Cloud services providers are now aggregating and selling the use of many different types of data—social media data being a prime example. It is now safe to assume that similar services will grow up around IoT data. The enterprise may only need to rent or purchase access to this data in order to derive value. And not just from cloud services providers either. Automobile manufacturers for example are busy instrumenting their new models with sensory devices that can stream data from vehicles wirelessly and they could sell this data as well.

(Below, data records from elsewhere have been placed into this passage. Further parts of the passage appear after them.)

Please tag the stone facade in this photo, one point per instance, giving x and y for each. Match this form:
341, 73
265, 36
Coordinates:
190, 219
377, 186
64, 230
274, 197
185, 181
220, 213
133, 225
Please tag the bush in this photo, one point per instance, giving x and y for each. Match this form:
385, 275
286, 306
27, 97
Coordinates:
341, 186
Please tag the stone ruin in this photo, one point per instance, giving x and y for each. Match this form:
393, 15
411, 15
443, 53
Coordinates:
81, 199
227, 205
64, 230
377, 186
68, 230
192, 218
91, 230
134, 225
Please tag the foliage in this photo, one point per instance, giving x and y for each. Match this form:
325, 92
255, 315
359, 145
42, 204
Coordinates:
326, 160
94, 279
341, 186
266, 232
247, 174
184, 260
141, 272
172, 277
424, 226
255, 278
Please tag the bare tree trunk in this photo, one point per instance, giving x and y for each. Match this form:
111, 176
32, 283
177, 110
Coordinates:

For sure the old adage that data will be stored by someone somewhere applies to the Internet of Things. But in the case of enterprise users, it doesn’t have to land in the data center. Even when it does, it doesn’t have to be treated like transactional database data—saved and protected for an extended period of time. The exceptions will be in cases where the data captured has value in the context of ongoing and future research or saved for future analysis. For example, data emanating from sensors attached to the human body in a healthcare setting has value in real time when analysis of the sensory data indicates a change in the condition of the patient. But this data could also have value for future medical research. Therefore, it should all be stored and maybe forever as is often the case with imaging studies done by teaching hospitals. As one researcher once said, “In the future, we may know the right questions to ask of the data that we don’t know now.”
Yes, the Internet of Things has finally arrived. Your refrigerator will communicate with your bathroom scale and will threaten to lock you out when you get too heavy. And while IoT will generate the expected data tsunami somewhere, there will be ways and time available for enterprise IT to shoulder a burden that may not be as heavy as advertised.